CUORE E CERVELLO

Il cuore e il cervello sono connessi tra di loro?

Diverse ricerche evidenziano che persone a rischio vascolare per diabete, ipertensione, cardiopatia, hanno più possibilità di sviluppare cambiamenti cerebrali.

Inoltre, pare che vi sia una correlazione tra problemi cardiovascolari e demenza.

Un’interessante ricerca dell’Università di Edimburgo ha sottoposto alcune persone a risonanza magnetica.

Dalla risonanza è emerso che maggiori sono i fattori di rischio di una persona, peggiore sarà la sua salute mentale.

Fumo, ipertensione, diabete, obesità, pressione elevata sono tutti fattori che mettono a rischio il cuore con compromissione della struttura del cervello.

Dalla risonanza magnetica si nota, inoltre, che la sostanza grigia diminuisce e alcune aree del cervello si restringono notevolmente.

I problemi al cuore, dunque, hanno un impatto negativo anche sul cervello.

Simon Cox, autore principale della ricerca, sottolinea che ci sono aspetti sui quali non abbiamo il controllo, ad esempio i geni.

I geni contribuiscono all invecchiamento cognitivo e cerebrale.

Tuttavia, dice Cox, possiamo esercitare il controllo su altri fattori per evitare che questo declino sia prematuro o improvviso.

È bene, pertanto, tenere sotto controllo  alcuni importanti fattori  come fumo, alcol, cibo, stress, ipertensione, ecc.

Maggiori sono i rischi che mettono a rischio il cuore, maggiori saranno quelli che metteranno  a rischio anche il cervello.

Fonte: Popular Science

INSONNIA: I GENI COINVOLTI

L’insonnia è causa di vari malesseri.

La mancanza di sonno e l’impossibilità di dormire serenamente minano l’equilibrio psico-fisico di una persona.

Essa, infatti, può causare emicrania, indebolimento delle capacità di memoria e concentrazione, sbalzi d’umore.

Oggi, grazie agli studi dell’Università di Exeter e del Massachusetts, sono stati individuati 57 geni associati ai sintomi dell’insonnia.

I ricercatori hanno identificato diverse regioni del DNA che contribuiscono all’insonnia.

Queste parti di DNA sono coinvolte nei circuiti delle emozioni, dello stress e della tensione.

Prima, invece, si era soliti pensare che fossero coinvolti solo i circuiti cerebrali del sonno.

Si tratta di una scoperta notevole che potrebbe portare a sviluppare nuovi trattamenti.

I trattamenti in questione ridurrebbero il rischio di depressione e malattie del cuore.

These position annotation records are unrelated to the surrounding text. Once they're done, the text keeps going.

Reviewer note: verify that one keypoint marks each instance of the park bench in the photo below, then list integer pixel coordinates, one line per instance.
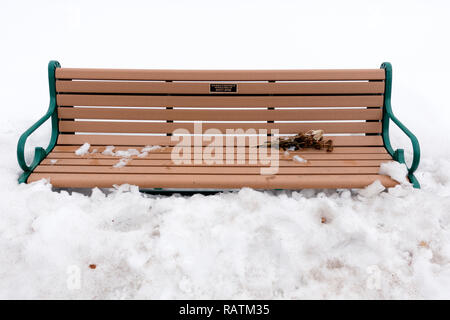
(163, 110)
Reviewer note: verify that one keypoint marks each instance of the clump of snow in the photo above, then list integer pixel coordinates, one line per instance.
(395, 170)
(150, 148)
(372, 190)
(83, 149)
(122, 163)
(109, 151)
(299, 159)
(127, 153)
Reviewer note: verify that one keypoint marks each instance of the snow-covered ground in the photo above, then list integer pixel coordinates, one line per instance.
(249, 244)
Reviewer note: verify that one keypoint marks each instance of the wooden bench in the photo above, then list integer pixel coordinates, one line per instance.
(131, 109)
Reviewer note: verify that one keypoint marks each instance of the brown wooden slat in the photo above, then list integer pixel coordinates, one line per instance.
(77, 180)
(158, 163)
(124, 140)
(203, 88)
(339, 150)
(219, 115)
(163, 127)
(220, 75)
(167, 156)
(219, 101)
(203, 170)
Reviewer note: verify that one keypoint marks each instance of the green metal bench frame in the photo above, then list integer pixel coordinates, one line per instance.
(41, 153)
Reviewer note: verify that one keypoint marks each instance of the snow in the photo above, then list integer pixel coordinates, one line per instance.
(83, 149)
(395, 170)
(372, 190)
(297, 158)
(109, 151)
(347, 244)
(122, 163)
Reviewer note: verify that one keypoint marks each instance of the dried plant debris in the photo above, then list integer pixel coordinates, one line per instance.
(311, 139)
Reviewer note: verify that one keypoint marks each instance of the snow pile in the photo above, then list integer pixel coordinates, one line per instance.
(109, 151)
(298, 159)
(372, 190)
(83, 149)
(122, 163)
(127, 154)
(395, 170)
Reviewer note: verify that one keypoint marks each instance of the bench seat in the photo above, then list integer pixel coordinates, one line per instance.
(134, 109)
(345, 167)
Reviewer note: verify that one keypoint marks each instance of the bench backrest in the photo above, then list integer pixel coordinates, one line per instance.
(341, 102)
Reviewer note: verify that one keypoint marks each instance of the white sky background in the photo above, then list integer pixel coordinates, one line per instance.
(412, 35)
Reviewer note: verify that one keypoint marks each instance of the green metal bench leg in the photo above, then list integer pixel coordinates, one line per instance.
(397, 155)
(40, 153)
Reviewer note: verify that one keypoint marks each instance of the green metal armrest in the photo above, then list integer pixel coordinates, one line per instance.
(39, 152)
(399, 154)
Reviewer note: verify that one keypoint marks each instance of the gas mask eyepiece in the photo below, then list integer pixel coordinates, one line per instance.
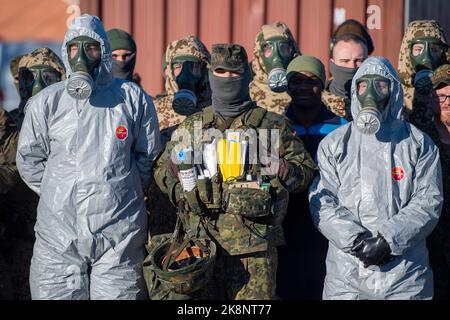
(84, 59)
(373, 92)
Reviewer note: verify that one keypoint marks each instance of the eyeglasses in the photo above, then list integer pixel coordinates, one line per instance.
(442, 98)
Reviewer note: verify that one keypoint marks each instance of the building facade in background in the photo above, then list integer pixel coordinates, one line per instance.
(155, 23)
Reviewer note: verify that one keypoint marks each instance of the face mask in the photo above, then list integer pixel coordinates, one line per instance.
(33, 79)
(373, 92)
(427, 53)
(184, 102)
(230, 95)
(124, 69)
(277, 53)
(342, 80)
(423, 82)
(84, 59)
(190, 74)
(305, 93)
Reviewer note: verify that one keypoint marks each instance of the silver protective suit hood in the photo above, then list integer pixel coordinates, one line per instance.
(389, 183)
(92, 27)
(89, 161)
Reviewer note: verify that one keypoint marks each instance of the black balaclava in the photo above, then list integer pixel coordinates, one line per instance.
(230, 95)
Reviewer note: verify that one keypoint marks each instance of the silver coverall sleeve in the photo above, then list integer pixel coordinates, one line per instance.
(335, 222)
(148, 144)
(415, 221)
(34, 147)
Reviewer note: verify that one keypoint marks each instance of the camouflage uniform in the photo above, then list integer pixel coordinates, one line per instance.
(417, 108)
(162, 216)
(17, 202)
(247, 257)
(418, 111)
(259, 88)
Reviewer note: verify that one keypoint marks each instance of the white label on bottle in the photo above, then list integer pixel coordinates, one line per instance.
(188, 179)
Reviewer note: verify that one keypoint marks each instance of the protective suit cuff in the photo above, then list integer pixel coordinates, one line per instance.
(396, 250)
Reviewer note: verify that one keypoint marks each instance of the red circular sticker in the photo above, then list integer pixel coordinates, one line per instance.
(398, 173)
(121, 132)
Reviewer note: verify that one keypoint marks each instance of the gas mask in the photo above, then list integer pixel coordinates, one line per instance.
(124, 69)
(277, 53)
(426, 55)
(34, 79)
(84, 59)
(188, 73)
(373, 92)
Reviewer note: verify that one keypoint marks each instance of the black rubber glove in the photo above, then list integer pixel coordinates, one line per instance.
(371, 251)
(283, 170)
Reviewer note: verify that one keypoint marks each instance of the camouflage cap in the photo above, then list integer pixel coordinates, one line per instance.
(229, 56)
(441, 75)
(45, 57)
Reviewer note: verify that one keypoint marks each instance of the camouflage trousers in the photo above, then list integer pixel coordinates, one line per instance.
(243, 277)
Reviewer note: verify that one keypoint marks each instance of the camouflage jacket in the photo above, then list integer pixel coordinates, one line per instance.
(338, 105)
(162, 216)
(236, 233)
(417, 108)
(17, 202)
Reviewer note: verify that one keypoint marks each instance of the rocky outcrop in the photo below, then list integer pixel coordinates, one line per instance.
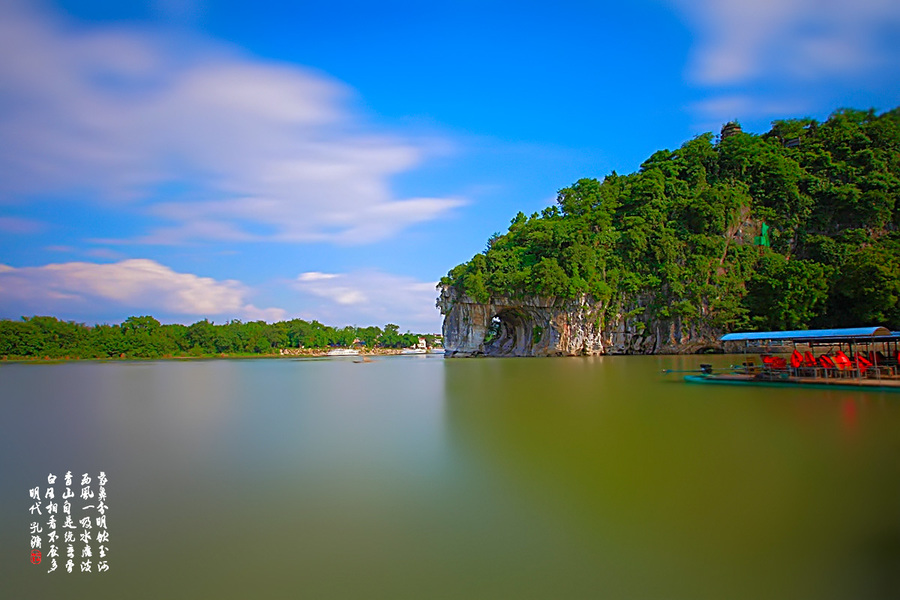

Sembra che l’insonnia condivida le basi genetiche con disturbi psichiatrici e malattie del metabolismo. Infatti, i ricercatori hanno la prova che il rischio di depressione aumenti a causa di questo disturbo.

La correlazione studiata dai ricercatori si rivela di fondamentale importanza per ridurre i rischi di depressione e il rischio di condurre una vita infelice, stressata, ricca di tensioni ed emozioni negative.

L’insonnia può talvolta verificarsi ma se diventa una situazione ricorrente occorre rivolgersi a degli specialisti per individuare le cause scatenanti il disturbo.

In questo modo, si avranno più possibilità di ristabilire il proprio equilibrio e la propria vita.

Fonte: Popular science

LA “SINDROME DEL CUORE INFRANTO”

Tra i numerosi problemi che affrontiamo nella vita ci sono sicuramente i problemi di cuore. Tutti, almeno una volta, ne abbiamo sofferto e, udite udite, oggi esiste la “sindrome del cuore infranto”.

Siete curiosi vero?

La “sindrome del cuore infranto”, conosciuta anche come sindrome di Takotsubo è stata analizzata alla School of Medicine di New York tramite uno studio di Harmony Reynolds. I soggetti che hanno partecipato erano pazienti ricoverati a causa di questo disturbo. Il risultato di questo studio ha evidenziato che le persone con la sindrome del cuore infranto hanno maggiori probabilità di cadere in depressione, di diventare psicotici o di fare abuso di alcool e droghe.

Quindi persone affette dalla sindrome dovranno pertanto essere monitorate per quanto riguarda la mortalità e la morbidità.

Nella realtà spesso le donne si trovano ad affrontare discorsi sulla fine di una relazione o su problemi di cuore; solitamente si cerca di consolare le nostre care amiche e, qualche volta, anche di sdrammatizzare l’accaduto.

Tuttavia, nei casi di eccessivo malessere psicologico e di impossibilità a superare un momento difficile come la fine di una relazione, le amiche potrebbero non essere la fonte migliore di aiuto.

Se un semplice problema di cuore diventa causa di sofferenza e/o di depressione è necessario intervenire affidandosi ad uno specialista.